Ils ne se sont vraisemblablement jamais rencontrés.

Sauf, ce mercredi, en page 25 du Monde, celle des nécrologies. Ils se côtoient, dans une persistante inégalité. Deux colonnes pour Tsutomu, trois colonnes pour Ruth. Ils sont nés à un an d'intervalle : Tsutomu le 16 mars 1916, Ruth le 2 août 1915. Et c'est la date de leur mort, qui aujourd'hui les rapproche. Tsutomu est mort le 4 janvier, Ruth le 30 décembre de l'an dernier, mais la page des nécrologies n'est pas pressée.

Leurs titres d'accession à la prestigieuse page des nécrologies du Monde sont pour le moins dissemblables. Ruth Lilly est "la dernière héritière du géant de l'industrie pharmaceutique Eli Lilly", labo auquel on doit notamment l'invention du Prozac, antidépresseur bien connnu. Tsutomu Yamaguchi est le seul Japonais "reconnu avoir été atomisé à deux reprises, à Hiroshima et à Nagasaki". Ingénieur originaire de Nagasaki, Tsutomu se trouvait à Hiroshima, le 6 août 1945, à trois kilomètres de l'épicentre de la déflagration, quand le bombardier américain largua sa bombe. En dépit de ses blessures, il avait regagné Nagasaki trois jours plus tard, et rendait compte à son chef de sa mission à Hiroshima, quand la ville fut à son tour atomisée. "Rarement le sort se sera autant acharné sur un être" : ainsi commence, pertinemment l'article du Monde.
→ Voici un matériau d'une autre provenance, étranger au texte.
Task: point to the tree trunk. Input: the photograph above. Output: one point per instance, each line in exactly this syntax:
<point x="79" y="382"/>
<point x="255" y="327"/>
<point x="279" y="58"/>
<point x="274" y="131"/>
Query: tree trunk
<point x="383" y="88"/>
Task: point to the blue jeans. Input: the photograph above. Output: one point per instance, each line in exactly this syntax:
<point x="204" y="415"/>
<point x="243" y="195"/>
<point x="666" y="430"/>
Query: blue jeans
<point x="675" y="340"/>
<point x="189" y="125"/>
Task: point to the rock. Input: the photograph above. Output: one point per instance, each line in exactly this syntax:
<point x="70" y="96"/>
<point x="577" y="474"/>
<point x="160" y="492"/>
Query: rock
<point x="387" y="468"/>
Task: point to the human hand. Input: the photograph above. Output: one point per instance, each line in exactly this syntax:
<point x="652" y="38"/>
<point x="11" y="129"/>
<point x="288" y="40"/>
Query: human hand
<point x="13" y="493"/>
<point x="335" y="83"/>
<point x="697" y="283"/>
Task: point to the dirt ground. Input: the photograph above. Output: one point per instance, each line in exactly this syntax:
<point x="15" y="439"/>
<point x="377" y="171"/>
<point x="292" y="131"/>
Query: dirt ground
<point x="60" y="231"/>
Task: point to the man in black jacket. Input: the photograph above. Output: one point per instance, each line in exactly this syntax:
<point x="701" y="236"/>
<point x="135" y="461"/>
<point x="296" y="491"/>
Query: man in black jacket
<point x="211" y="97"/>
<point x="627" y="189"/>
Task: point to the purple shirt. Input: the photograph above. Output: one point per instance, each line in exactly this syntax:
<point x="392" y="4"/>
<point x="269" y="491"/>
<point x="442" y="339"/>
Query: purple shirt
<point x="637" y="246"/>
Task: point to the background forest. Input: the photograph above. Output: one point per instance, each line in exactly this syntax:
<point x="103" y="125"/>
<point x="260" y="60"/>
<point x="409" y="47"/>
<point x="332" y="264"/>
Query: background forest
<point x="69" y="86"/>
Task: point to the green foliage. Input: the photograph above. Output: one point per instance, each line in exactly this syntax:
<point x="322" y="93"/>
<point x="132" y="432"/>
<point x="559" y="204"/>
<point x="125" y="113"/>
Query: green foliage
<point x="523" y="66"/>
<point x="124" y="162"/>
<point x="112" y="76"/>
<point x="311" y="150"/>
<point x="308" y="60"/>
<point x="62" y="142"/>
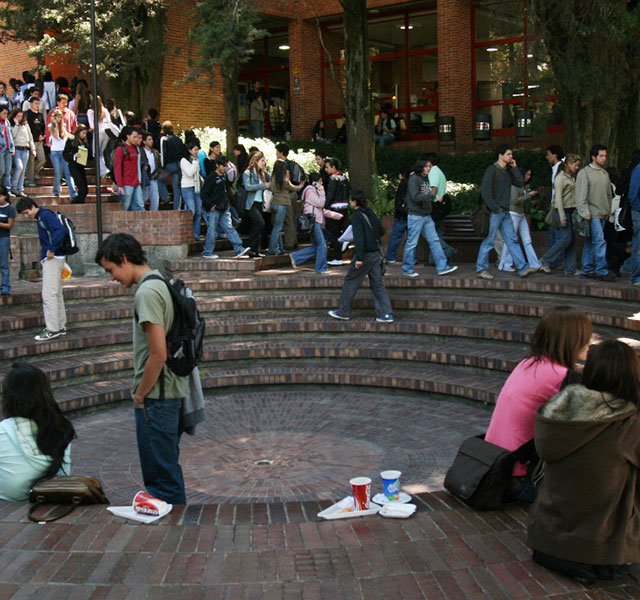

Tout au long de sa longue vie, Ruth Lilly, milliardaire philanthrope, aura distribué des centaines de millions de dollars. Elle avait notamment fait don de 100 millions de dollars à un magazine de poésie, Poetry, qui n'employait que quatre personnes, "et devint ainsi, du jour au lendemain, une des institutions culturelles les mieux dotées du pays" (ça fait rêver). Elle-même dépressive, sa vie changea après l'invention du Prozac, selon son médecin Jack Hall, cité par l'Indianapolis Star. Alors qu'elle se cloîtrait chez elle, Tsutomu s'exposait aux projecteurs, lançant un appel à l'ONU pour l'interdiction des armes nucléaires, rédigeant un livre, participant à un documentaire. Le matinaute fasciné par ces deux destins se gardera bien de tirer, de leur rapprochement posthume, quelque conclusion définitive sur l'argent, le bonheur, la résilience, ou l'industrie pharmaceutique américaine. Sauf celle-ci : Internet n'est peut-être pas l'inventeur du surf, délectable passe-temps que permettait, bien avant lui, la page nécro du Monde.